Samstag, 30. November 2024

"Warum er - und nicht ich?"

Ich sitze bzw. liege auf dem Stuhl in der Zahnarztpraxis. Was die Zahnärztin sagt, verstehe ich nicht immer gut, denn sie sitzt zu meiner Rechten – und da bin ich taub. Aber ich höre das Radio im Hintergrund. Und irgendwann, während die Ärztin am Bohren ist, höre ich gleichzeitig hinter mir ein paar Bruchstücke einer Meldung, wo es um UNICEF und die Mangelernährung von Kindern geht. Und ich frage mich, mit welchem Recht oder Glück ich mich in einer Zahnarztpraxis behandeln lassen kann, während anderen das Lebensnotwendige fehlt.
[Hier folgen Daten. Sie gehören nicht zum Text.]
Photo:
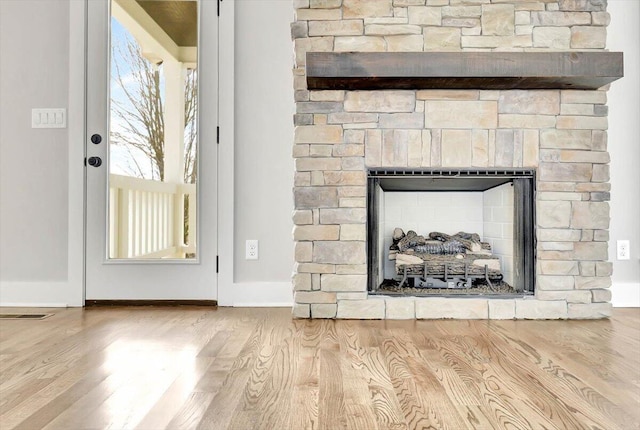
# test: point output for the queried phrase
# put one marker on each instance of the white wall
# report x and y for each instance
(624, 146)
(33, 161)
(264, 108)
(36, 249)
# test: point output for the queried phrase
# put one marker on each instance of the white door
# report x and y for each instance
(151, 151)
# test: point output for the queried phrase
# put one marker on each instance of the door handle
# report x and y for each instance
(95, 161)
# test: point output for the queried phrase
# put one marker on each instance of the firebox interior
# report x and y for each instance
(425, 266)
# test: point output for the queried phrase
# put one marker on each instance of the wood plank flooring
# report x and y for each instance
(221, 368)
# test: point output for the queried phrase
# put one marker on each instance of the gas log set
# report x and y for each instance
(460, 262)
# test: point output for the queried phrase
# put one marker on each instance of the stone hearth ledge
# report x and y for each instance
(385, 307)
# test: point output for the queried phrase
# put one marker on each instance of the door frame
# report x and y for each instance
(77, 131)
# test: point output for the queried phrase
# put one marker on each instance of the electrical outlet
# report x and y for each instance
(623, 250)
(251, 250)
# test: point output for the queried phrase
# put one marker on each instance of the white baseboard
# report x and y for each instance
(40, 294)
(625, 295)
(256, 294)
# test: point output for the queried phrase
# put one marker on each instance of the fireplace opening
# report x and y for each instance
(451, 232)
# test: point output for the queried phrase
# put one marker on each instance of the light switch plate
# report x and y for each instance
(49, 118)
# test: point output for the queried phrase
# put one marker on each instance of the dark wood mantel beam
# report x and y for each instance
(462, 70)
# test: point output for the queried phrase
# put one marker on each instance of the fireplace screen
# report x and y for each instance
(451, 232)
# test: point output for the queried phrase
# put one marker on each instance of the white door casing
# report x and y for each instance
(150, 279)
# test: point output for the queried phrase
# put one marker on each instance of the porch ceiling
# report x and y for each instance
(178, 18)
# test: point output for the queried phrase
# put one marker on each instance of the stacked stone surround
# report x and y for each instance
(339, 134)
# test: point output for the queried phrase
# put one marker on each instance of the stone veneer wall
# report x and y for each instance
(340, 133)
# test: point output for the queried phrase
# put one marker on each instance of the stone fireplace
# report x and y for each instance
(347, 128)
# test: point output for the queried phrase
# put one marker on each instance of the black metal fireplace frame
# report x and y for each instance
(409, 179)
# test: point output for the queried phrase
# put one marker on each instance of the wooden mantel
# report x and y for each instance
(462, 70)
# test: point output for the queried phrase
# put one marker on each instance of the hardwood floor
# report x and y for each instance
(207, 368)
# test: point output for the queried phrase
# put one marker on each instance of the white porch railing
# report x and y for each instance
(146, 218)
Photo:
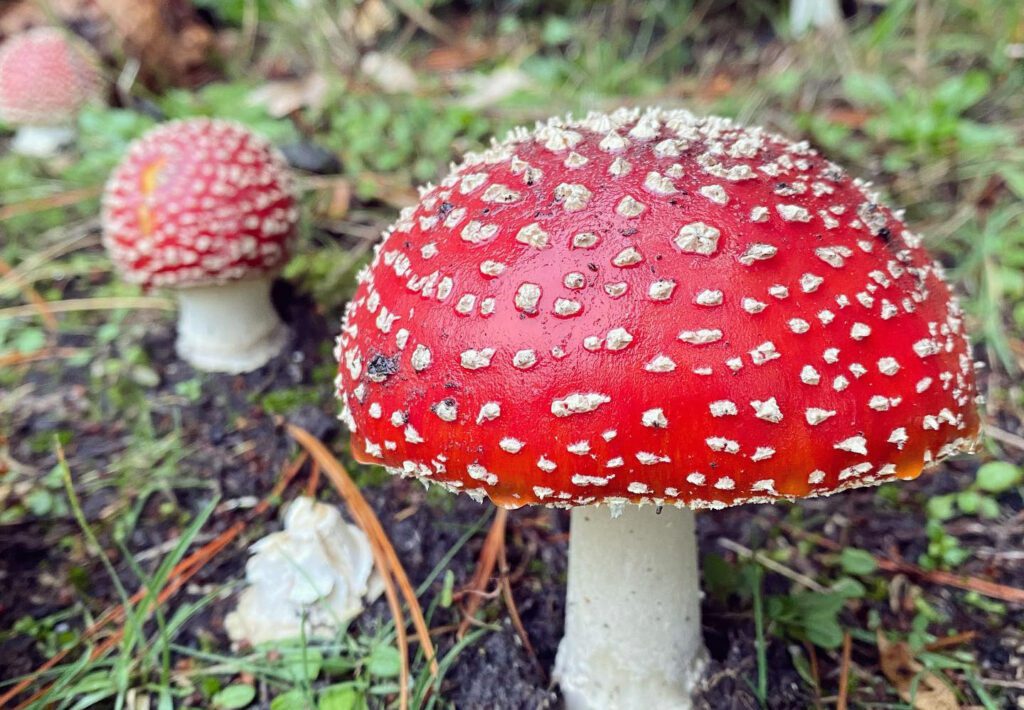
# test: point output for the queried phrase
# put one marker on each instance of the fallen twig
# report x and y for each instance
(513, 610)
(384, 554)
(770, 564)
(473, 593)
(12, 359)
(182, 572)
(992, 589)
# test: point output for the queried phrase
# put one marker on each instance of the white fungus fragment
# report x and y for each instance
(578, 404)
(309, 579)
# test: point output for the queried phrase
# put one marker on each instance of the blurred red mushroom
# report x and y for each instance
(45, 79)
(650, 308)
(206, 208)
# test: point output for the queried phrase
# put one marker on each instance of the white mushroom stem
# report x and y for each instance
(41, 141)
(633, 611)
(228, 328)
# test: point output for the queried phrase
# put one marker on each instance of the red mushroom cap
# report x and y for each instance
(653, 306)
(45, 78)
(199, 202)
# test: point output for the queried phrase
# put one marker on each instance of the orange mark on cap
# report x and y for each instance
(147, 185)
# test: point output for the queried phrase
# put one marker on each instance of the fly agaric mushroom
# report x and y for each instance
(650, 307)
(206, 208)
(45, 79)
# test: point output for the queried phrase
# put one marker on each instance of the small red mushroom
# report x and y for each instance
(206, 208)
(650, 307)
(45, 79)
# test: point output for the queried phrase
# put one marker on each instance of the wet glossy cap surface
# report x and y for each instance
(199, 202)
(653, 306)
(45, 78)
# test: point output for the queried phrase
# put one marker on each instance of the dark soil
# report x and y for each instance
(239, 450)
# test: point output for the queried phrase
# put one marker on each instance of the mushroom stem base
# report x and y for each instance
(229, 328)
(633, 611)
(41, 141)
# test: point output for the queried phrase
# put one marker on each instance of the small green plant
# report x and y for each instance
(979, 499)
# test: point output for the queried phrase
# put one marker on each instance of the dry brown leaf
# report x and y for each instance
(898, 664)
(287, 95)
(167, 37)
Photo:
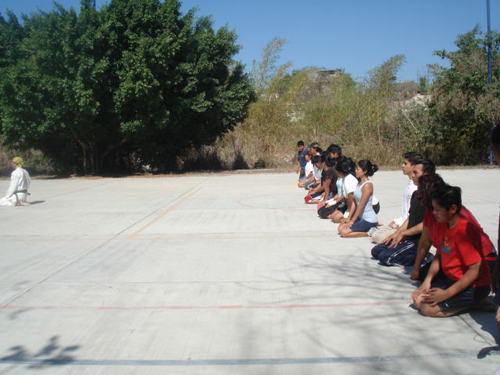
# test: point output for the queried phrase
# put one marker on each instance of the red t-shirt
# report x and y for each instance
(430, 222)
(460, 247)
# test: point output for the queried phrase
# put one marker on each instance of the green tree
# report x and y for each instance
(135, 81)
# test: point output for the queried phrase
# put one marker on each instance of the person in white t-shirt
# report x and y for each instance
(308, 171)
(17, 193)
(345, 200)
(380, 233)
Etwas früher am selben Tag war ich zum Freiwilligendienst im Männerwohnheim der Schwestern Mutter Teresas. Mein Dienst sieht (inzwischen) so aus, dass ich zuerst beim Putzen helfe (manchmal habe ich den Eindruck, dass es auch in einem Krankenhaus nicht sauberer zugehen kann: nach dem Frühstück sind Bewohner, Schwestern und ich Freiwilliger alle mit Putzkübeln und -lappen unterwegs) und danach mit einigen der Männer einen kleinen, knapp halbstündigen Spaziergang mache. „Es tut ihnen gut, wenn sie mal rauskommen“, sagte mir eine der Schwestern beim ersten Mal. Beim gemeinsamen Gehen kommen wir ein wenig ins Gespräch und ich lerne den ein oder anderen ein bisschen näher kennen. Manchmal lachen wir miteinander und ich merke, wie sie mir ans Herz wachsen. Michele fehlt diesmal, er ist im Krankenhaus. Zwischendurch war auf der Intensivstation. Eine Schwester erzählte mir, er habe 50 Jahre seines Lebens auf der Straße gelebt. Und ich stelle mir die Frage, die sich Papst Franziskus immer wieder bei Besuchen im Gefängnis stellt: „wieso er und nicht ich?“.
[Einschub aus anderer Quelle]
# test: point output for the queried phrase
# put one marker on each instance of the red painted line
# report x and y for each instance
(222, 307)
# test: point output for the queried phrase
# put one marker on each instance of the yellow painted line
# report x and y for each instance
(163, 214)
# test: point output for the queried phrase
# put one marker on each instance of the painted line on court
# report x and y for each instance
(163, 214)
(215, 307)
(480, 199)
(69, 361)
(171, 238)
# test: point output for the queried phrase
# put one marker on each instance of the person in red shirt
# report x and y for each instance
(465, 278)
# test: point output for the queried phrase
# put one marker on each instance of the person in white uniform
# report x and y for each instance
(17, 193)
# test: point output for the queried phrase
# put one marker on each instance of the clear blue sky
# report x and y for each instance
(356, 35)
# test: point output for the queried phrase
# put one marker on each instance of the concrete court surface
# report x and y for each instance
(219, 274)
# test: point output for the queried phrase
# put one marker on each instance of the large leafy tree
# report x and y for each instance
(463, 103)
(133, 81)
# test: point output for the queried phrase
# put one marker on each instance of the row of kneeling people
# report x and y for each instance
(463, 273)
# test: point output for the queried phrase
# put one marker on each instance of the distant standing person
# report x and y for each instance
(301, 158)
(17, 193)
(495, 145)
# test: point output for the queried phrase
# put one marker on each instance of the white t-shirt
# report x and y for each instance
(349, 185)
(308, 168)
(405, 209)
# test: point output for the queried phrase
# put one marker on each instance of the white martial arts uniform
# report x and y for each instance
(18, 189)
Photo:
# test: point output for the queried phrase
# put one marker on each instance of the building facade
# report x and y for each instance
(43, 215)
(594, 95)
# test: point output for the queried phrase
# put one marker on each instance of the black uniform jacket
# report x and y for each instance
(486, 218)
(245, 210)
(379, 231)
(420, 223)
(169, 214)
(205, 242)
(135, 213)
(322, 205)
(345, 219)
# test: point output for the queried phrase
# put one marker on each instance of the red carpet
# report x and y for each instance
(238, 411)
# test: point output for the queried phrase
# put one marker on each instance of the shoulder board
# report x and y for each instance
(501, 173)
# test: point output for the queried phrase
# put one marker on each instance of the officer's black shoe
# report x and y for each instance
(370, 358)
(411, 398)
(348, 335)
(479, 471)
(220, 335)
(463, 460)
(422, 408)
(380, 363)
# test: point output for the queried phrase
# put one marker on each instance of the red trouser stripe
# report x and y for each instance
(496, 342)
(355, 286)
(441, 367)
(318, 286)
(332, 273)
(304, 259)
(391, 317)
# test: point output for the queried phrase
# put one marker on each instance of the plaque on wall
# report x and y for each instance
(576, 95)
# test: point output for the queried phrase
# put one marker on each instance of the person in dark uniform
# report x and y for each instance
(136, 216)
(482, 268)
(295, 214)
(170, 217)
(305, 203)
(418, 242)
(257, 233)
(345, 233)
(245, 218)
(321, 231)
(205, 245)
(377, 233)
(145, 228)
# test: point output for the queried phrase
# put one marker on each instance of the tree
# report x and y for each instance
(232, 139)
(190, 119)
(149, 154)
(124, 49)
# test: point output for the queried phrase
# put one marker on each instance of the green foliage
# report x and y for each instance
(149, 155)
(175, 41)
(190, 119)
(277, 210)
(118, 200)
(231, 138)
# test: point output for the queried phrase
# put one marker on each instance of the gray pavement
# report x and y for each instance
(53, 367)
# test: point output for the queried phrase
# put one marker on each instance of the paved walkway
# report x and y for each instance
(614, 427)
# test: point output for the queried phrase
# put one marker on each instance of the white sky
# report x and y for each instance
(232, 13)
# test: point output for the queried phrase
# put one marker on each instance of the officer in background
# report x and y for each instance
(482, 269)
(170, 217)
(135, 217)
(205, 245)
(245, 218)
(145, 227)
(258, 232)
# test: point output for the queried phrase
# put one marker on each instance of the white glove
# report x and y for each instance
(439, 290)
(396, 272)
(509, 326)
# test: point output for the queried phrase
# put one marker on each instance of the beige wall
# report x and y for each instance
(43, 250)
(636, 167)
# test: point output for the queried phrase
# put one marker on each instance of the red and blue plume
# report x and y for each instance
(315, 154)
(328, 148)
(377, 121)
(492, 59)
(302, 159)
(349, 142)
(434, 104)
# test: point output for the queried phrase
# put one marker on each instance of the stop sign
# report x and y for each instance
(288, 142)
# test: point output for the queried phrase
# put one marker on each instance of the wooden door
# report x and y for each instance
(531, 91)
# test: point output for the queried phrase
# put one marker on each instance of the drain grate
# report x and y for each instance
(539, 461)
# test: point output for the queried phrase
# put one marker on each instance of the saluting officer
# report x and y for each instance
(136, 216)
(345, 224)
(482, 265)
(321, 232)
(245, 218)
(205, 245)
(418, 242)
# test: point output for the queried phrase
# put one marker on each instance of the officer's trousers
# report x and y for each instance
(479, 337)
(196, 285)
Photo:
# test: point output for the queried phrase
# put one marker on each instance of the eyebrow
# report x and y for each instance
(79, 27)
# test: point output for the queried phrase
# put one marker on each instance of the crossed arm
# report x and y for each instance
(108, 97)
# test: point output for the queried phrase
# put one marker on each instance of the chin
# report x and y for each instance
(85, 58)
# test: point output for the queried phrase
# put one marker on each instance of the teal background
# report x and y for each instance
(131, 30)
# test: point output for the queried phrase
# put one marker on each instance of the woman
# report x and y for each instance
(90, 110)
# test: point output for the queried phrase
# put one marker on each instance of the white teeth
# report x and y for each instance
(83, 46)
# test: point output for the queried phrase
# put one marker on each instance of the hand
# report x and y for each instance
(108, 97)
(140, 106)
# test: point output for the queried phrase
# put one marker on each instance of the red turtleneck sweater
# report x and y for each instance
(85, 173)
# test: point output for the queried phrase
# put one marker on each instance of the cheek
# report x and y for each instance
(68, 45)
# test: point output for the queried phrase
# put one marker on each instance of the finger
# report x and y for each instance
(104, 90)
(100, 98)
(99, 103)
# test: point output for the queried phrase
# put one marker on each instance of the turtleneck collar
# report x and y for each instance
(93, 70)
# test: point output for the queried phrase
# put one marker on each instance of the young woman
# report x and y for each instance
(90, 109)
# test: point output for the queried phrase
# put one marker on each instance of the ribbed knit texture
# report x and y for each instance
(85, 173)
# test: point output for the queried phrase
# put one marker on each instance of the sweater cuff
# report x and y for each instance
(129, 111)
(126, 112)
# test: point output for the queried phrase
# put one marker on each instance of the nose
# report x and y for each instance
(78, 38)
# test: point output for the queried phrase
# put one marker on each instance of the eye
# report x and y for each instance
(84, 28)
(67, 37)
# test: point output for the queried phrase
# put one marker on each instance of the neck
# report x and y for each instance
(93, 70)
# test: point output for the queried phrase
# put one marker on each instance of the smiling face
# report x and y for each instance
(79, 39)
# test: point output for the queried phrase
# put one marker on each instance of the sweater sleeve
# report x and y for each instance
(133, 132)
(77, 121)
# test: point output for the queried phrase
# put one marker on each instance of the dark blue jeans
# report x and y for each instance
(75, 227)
Beim Lesen des Newsletters von Radio Vatikan fallen mir an einem Tag drei Meldungen auf, wo es um Gewalt an Priestern geht: in Spanien wurde ein Franziskanerkloster überfallen und vier ältere Patres geschlagen (einer starb inzwischen an den Folgen), in Polen wurde ein Priester überfallen und noch in einem südamerikanischen Land. Und wieder wird mir bewusst, dass mein „beschaulich römisches Leben“ alles andere als der Normalfall ist.
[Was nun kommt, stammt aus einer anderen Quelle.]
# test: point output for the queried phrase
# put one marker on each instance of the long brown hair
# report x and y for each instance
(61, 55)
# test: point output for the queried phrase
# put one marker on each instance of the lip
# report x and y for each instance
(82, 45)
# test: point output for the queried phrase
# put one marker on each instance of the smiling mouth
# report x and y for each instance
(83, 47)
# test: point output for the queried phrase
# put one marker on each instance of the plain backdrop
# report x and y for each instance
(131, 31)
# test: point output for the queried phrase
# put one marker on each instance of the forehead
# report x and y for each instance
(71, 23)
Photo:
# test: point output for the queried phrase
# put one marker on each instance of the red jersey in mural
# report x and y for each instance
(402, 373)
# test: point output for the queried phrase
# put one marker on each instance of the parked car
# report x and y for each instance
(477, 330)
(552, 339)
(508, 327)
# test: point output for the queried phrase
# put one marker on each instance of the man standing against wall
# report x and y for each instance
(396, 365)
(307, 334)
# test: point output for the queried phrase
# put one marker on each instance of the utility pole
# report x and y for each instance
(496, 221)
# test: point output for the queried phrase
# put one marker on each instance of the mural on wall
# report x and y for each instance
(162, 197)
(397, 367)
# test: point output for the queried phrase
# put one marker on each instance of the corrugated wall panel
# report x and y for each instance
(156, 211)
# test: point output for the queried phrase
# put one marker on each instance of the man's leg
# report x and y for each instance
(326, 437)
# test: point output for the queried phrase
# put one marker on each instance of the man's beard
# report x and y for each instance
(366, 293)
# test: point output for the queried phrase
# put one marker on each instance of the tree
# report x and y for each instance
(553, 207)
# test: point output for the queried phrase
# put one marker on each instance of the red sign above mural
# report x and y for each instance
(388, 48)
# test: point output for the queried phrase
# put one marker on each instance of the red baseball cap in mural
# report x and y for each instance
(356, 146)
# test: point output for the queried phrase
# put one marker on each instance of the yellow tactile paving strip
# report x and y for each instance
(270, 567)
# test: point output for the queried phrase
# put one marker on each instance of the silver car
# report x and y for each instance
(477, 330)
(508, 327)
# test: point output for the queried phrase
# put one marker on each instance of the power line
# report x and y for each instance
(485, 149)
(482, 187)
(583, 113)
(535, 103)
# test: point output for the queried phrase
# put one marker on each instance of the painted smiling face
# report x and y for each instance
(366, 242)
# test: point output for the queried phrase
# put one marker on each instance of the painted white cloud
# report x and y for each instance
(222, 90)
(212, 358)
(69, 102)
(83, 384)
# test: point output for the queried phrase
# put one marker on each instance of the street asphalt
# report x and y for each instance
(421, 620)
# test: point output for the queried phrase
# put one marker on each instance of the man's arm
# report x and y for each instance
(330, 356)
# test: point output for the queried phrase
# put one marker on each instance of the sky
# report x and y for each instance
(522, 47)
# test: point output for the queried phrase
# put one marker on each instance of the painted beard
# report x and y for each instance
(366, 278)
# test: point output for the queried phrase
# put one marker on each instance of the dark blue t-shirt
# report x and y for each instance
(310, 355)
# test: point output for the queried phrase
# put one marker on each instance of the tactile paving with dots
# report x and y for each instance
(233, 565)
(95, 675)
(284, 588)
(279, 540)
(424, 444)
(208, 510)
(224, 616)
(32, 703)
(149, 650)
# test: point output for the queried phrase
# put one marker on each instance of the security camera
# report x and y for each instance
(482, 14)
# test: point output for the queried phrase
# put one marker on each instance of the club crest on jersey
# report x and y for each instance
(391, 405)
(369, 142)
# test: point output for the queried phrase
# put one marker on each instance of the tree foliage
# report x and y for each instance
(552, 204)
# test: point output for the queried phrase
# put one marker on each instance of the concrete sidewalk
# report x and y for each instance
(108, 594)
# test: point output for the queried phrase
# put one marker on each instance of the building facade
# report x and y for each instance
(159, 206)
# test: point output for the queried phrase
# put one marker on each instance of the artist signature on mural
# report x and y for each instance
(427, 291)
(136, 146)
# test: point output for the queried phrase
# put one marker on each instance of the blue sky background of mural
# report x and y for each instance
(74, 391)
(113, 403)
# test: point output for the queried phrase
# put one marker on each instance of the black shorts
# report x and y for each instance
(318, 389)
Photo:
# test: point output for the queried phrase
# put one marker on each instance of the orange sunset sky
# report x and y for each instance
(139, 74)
Und schließlich sind es die Unwetterkatastrophen: Valencia war und ist ganz furchtbar, aber in diesem Jahr waren auch immer wieder einzelne Regionen Italiens betroffen. Bei den Fernsehnachrichten abends sehe ich Autos schwimmen oder Menschen in Gummistiefeln Schlamm wegschaufeln und verstehe, dass nicht alle im Sessel sitzend Nachrichten schauen können, so wie ich.

In Italien beginnt die Heizsaison zentral, so etwas habe ich ja bereits in Spanien erlebt. In der Provinz Rom sollte zwischen 15. und 19. November die Heizung eingeschaltet werden. Schon vorher war es merklich frisch. Seit ein paar Jahren verfügen wir über eine Klimaanlage, die individuell im Zimmer zu regulieren ist. Mit dieser könnte ich auch heizen. Und ich tue es nicht. Vielleicht wird manche/r das als Masochismus bezeichnen. Aber wenn ich an die Menschen in der Ukraine denke, dann tue ich mich einfach schwer damit und friere lieber ein wenig solidarisch. Wobei ich froh war, als einen Tag nach dem angekündigten Termin 15.11. doch jemand kam, um die Heizung im Haus anzuwerfen.

Und jetzt, Ende des Monats, bin ich ziemlich erkältet. Aber ich kann am Schreibtisch sitzen und Tee trinken und mich gegebenenfalls auch einmal hinlegen – welch ein Luxus!